Personal information
- Full name: Michael Lookingland II
- Date of birth: 13 September 1983 (age 42)
- Place of birth: Fallston, Maryland, U.S.
- Height: 6 ft 1 in (1.85 m)
- Positions: Defender; midfielder;

Team information
- Current team: Christos

College career
- Years: Team / Apps / (Gls)
- 2001–2004: Bucknell Bison

Senior career*
- Years: Team / Apps / (Gls)
- 2003–2004: Chesapeake Dragons / 21 / (1)
- 2005–2006: Real Salt Lake / 1 / (0)
- 2005–2014: Baltimore Blast (indoor) / 198 / (80)
- 2007: Harrisburg City Islanders / 17 / (2)
- 2008: Crystal Palace Baltimore / 15 / (1)
- 2014–2015: Milwaukee Wave (indoor) / 11 / (0)

Managerial career
- 2012: Baltimore Bohemians (assistant)
- 2019–2021: FC Baltimore Christos (assistant)
- 2021–: Christos FC (League Two)

= Mike Lookingland =

American soccer defender (born 1983)

Mike Lookingland (born 13 September 1983) is an American soccer defender who played for the Milwaukee Wave of the Major Arena Soccer League in the 2014–2015 season. He was the 2012 Major Indoor Soccer League Defender of the Year.

==Player==
Lookingland graduated from Loyola Blakefield. He attended Bucknell University, playing on the men's soccer team from 2001 to 2004. He was a 2004 Third Team All American. In 2003 and 2004, he played for the Chesapeake Dragons of the Premier Development League during the collegiate off season. On 4 February 2005, Real Salt Lake selected Lookingland in the second round (thirteenth overall) of the 2005 MLS Supplemental Draft. He spent two seasons in Salt Lake. In 2007, he moved to the Harrisburg City Islanders of the USL Second Division. In 2008, he played for Crystal Palace Baltimore. In addition to his outdoor career, Lookingland has an extensive indoor career. In 2005, he signed with the Baltimore Blast.
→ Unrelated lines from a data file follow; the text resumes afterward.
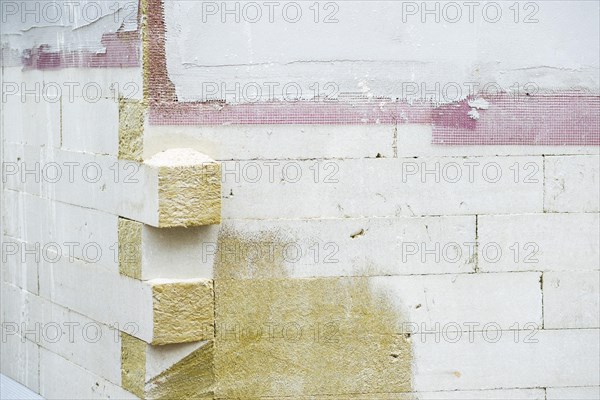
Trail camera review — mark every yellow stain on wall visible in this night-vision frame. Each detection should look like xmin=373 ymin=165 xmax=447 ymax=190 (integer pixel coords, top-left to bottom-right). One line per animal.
xmin=214 ymin=227 xmax=412 ymax=399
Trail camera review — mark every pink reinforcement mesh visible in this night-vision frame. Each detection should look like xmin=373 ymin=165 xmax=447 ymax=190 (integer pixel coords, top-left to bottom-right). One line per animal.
xmin=150 ymin=99 xmax=432 ymax=125
xmin=432 ymin=93 xmax=600 ymax=145
xmin=21 ymin=32 xmax=142 ymax=70
xmin=150 ymin=92 xmax=600 ymax=145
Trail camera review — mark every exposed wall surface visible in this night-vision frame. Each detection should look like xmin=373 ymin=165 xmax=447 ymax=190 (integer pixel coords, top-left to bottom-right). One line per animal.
xmin=0 ymin=0 xmax=600 ymax=400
He was named to the 2005–2006 All Rookie team and was the 2012 Major Indoor Soccer League Defender of the Year.

==Coach==
On 4 April 2012, the Baltimore Bohemians hired Lookingland as an assistant coach.
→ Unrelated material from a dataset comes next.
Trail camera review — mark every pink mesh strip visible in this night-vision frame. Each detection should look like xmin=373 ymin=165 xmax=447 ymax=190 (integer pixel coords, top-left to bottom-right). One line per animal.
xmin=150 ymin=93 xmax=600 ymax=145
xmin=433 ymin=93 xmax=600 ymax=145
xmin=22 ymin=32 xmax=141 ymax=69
On December 13, 2021, Lookingland was named head coach for Christos FC's USL League Two team ahead of their first season in the league.

==Career statistics==
(correct as of 27 September 2008)

| Club | Season | League |  |  | Cup |  |  | Play-Offs |  |  | Total |  |  |
| Apps | Goals | Assists | Apps | Goals | Assists | Apps | Goals | Assists | Apps | Goals | Assists |
| Real Salt Lake | 2005 | 1 | 0 | 0 | - | - | - | - | - | - | 1 | 0 | 0 |
| Crystal Palace Baltimore | 2008 | 15 | 1 | 0 | 4 | 0 | 0 | 2 | 0 | 0 | 21 | 1 | 0 |
| Total | 2008–present | 15 | 1 | 0 | 4 | 0 | 0 | 2 | 0 | 0 | 21 | 1 | 0 |
| Career Total | 2005–present | 16 | 1 | 0 | 4 | 0 | 0 | 2 | 0 | 0 | 22 | 1 | 0 |

==Personal life==
Lookingland is of Scottish descent and is a keen Motherwell F.C. supporter.